In Yalda night, this beautiful ancient celebration, Persian families and friends gather to celebrate; to eat, to drink and read Hafez’s sonnets. Fruits especially watermelons and pomegranates and nuts are significant in Yalda’s table.
Ancient Persians, Zoroastrians, believed that the longest night of the year is under the influence of evil forces and darkness. However, the day after this night belongs to Ahura Mazda, the Lord of Wisdom.
Yalda Night is also celebrated in some countries such as Turkmenistan, Uzbekistan, Afghanistan, and Tajikistan.
How Does Iranian Celebrate Yalda?
The Iranian people believed that they should stay awake in Yalda night to prevent any bad luck from happening. People share this night with their family, relatives, and friends. Iranian people usually go to grandparents’ homes. They gather with loved ones and share their best moments, eat the last fruits from summer, drink, and read poems, especially Hafez’s poem.
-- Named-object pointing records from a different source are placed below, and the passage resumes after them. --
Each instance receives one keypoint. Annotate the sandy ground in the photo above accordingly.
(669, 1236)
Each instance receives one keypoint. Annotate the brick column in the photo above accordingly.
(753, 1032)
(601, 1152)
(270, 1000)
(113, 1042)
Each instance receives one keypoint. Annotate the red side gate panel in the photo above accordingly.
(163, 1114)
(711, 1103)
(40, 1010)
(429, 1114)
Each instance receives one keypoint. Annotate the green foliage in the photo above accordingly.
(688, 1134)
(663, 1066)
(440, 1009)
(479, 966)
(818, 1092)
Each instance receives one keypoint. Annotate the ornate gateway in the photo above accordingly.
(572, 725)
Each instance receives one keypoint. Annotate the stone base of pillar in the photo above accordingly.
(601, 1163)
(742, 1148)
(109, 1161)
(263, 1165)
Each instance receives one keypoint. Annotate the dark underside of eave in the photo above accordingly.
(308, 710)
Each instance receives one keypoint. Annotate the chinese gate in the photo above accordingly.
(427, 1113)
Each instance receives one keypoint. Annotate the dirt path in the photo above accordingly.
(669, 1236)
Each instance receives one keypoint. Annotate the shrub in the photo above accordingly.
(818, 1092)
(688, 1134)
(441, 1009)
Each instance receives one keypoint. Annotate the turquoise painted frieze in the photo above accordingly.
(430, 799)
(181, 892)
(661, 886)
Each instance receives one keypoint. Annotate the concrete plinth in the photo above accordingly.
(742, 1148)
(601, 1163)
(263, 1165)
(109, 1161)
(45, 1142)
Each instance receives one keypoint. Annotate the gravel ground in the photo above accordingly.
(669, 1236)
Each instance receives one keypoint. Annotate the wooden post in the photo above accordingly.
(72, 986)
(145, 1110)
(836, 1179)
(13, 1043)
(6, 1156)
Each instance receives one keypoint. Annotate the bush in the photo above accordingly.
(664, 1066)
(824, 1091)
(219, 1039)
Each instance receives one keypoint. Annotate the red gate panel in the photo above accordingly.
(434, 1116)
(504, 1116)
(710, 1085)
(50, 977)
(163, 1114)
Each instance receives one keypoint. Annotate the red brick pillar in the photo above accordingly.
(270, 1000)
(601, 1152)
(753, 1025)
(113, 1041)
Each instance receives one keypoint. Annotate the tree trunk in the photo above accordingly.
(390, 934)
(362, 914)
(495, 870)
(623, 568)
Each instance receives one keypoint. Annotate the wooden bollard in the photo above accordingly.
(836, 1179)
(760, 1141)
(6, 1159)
The fruits eaten mostly include persimmon, pomegranate, and watermelon. Pomegranate is the fixed and the most important part of Yalda night.
Hafez is one of the most important poets of Iran. You can find his book in almost every house. Iranian people usually close their eyes, make a wish, and open the book randomly. The first poem they see is the description of their wish, their life, and their future.